Uno schiaffo in faccia al mondo opaco dei lunghi negoziati politici. I big veneti del Carroccio sono già in fibrillazione: non si espongono, cercano di carpire qualche anticipazione trincerandosi dietro un «no comment».
«L’ipotesi di Tosi candidato alla leadership del centrodestra non è mai stata discussa in consiglio federale né in segreteria, non se ne è mai parlato», frena Roberto Calderoli; «Flavio è un ottimo candidato per le primarie, è ora che decida la base», gli fanno eco i leghisti emiliani. «Un’opportunità che il centrodestra deve saper cogliere» incalza Matteo Salvini. Ma in mezzo malumori e diffidenze dalle sezioni venete. «La sua è una scelta legittima – è uno dei pochi ad esporsi Gianantonio da Re, sindaco di Vittorio Veneto -. A prescindere dalle nostre diversità di vedute sulla gestione del partito, io lo sosterrò, come ho sostenuto Berlusconi. Bisogna saper tenere distinti il piano partitico interno dal resto».
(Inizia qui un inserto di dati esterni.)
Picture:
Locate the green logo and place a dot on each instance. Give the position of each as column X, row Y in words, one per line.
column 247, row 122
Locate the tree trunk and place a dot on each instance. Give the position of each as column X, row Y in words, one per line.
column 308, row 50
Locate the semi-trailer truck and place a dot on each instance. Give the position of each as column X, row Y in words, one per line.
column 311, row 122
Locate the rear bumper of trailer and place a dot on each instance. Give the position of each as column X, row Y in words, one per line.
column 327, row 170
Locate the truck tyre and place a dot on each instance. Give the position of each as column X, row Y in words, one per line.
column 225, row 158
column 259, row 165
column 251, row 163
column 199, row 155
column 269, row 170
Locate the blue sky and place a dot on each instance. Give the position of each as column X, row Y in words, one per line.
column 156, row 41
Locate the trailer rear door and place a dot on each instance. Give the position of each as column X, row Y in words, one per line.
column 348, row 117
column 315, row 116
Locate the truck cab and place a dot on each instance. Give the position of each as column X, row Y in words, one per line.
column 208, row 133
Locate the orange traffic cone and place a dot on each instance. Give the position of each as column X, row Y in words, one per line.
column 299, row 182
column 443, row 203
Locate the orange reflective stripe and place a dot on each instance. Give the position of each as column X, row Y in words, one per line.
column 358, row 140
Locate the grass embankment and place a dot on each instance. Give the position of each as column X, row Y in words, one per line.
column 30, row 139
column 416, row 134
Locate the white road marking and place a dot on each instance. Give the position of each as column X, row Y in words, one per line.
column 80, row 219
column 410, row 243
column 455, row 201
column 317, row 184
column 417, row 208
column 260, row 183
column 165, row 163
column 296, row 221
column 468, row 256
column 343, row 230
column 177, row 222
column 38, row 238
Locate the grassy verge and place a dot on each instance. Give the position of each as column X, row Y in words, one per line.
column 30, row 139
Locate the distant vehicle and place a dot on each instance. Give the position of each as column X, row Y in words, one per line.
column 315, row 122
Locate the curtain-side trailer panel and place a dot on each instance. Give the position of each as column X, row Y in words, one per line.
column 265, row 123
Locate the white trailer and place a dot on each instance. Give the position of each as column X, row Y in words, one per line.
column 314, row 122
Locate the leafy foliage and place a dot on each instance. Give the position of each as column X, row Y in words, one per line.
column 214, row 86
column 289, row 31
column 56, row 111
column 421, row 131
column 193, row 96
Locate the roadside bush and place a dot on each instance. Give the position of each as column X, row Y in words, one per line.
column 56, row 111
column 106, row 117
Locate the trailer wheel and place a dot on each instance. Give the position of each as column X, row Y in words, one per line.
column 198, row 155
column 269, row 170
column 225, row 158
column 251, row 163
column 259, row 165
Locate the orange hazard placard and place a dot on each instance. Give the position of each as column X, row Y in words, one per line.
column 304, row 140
L’ex dg Rai Alfredo Meocci, alcuni giorni fa, ha lanciato il ticket Flavio Tosi-Giorgia Meloni («Sono giovani, preparati, amati: uno prende voti al Nord, l’altra soprattutto al Centrosud») subito sposato dai Fratelli d’Italia di Verona (guidati da Ciro Maschio) e da Vicenza (guidati da Marco Mioli), seguiti dal «generale» Ignazio La Russa, che «benedice» la coppia. «Con Giorgia ho un buon rapporto – spiega Tosi – Meocci fa un ragionamento geografico e generazionale che ci sta». Nel giro di qualche ora la Meloni ricambia con un tweet: «Caro Flavio, ci vediamo a settembre ad Atreju per aprire una nuova stagione politica e del centrodestra».
Il consigliere regionale della Lega Andrea Bassi la ritiene «una visione interessante». «Già nel 2008 vedevo in Flavio il candidato ideale per la sua spinta innovativa – interviene l’assessore regionale Elena Donazzan (Pdl) -. L’importante è che non faccia due errori: non cada, come Renzi, nella tentazione di andare solo “contro” e di smarcarsi definitivamente da una certa immagine dell’uomo della Lega. Tosi-Meloni? Io lo speravo già alle ultime politiche». Ma c’è anche chi non risparmia frecciate al vetriolo: «Tosi alle primarie? Prende il 4 per cento. Tosi e Meloni in ticket? Vanno al 9», scrive l’ex presidente della Lombardia Roberto Formigoni (Pdl).